Selain itu, generasi HMI saat ini telah terjebak dalam evoria sejarah. Mereka bangga dengan nama besar HMI, bangga dengan para intelektual yang lahir dari sana, serta bangga akan prestasi yang dihasilkan HMI. Hal ini tanpa disadari membuat para generasi HMI manja. Mereka seolah merasa masih berada dalam situasi HMI tempo dulu yang telah melakukan banyak perubahan. Mereka juga merasa masih dinaungi oleh sejarah. Ini membuat generasi HMI tidak mampu membaca dirinya tetapi mereka hanya membanggakan sejarah. Maka jangan heran jika HMI saat ini tidak mampu melahirkan generasi handal kembali. Soalnya mereka tak mampu menciptakan sejarahnya sendiri, tetapi bangga dengan sejarah pendahulunya. Inilah masa dimana generasi-generasi saat ini telah mencapai taraf kemandekan kreatifitas atau bahkan kiamat sughro. Apakah hal ini akan terjadi selamanya kepada HMI sehingga membuat riwayatnya berakhir? Hal ini mungkin sulit ditebak. Tetapi jika melihat kondisi HMI saat ini, hal ini kemugkinan besar akan terjadi.

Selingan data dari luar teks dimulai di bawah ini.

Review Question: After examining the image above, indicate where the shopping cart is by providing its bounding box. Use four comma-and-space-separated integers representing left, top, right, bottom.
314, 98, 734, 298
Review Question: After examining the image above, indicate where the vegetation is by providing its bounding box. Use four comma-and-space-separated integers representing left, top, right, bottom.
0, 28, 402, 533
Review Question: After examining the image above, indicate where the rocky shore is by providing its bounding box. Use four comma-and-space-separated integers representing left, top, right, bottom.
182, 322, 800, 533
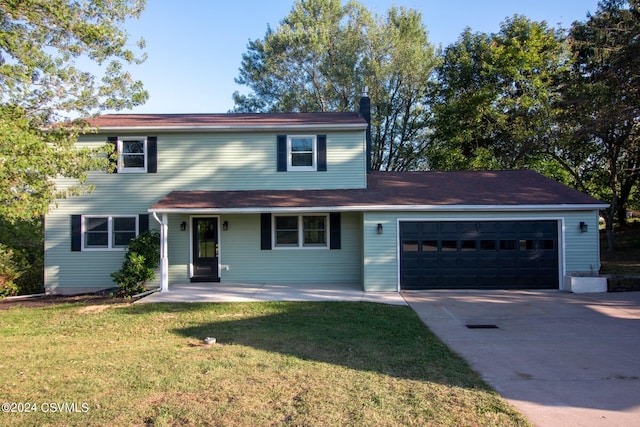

Karena itu diperukan upaya serius dari para generasi HMI baik yang muda, maupun yang tua yang terkumpul dalam KAHMI. Generasi muda harus serius dalam membangun komitmen terhadap perjuangan HMI. Selain itu, ia juga harus merumuskan kembali mainstream perjuangan agar mampu menemukan semangat zaman. Sementara generasi tua setidaknya jangan memanjakan HMI terus-menerus. Biarkan mereka bergejolak dengan zaman agar mencapai kedewasaan. Selain itu, generasi tua semestinya memberikan sentuhan-sentuhan yang mampu mengobarkan semangat generasi muda. Bukan malah memberikan iming-iming jabatan atau lainnya yang bersifat materialis. Tanpa ada upaya-upaya tersebut sangat sulit menciptakan sejarah HMI kembali. Atau bisa jadi HMI tamat riwayat.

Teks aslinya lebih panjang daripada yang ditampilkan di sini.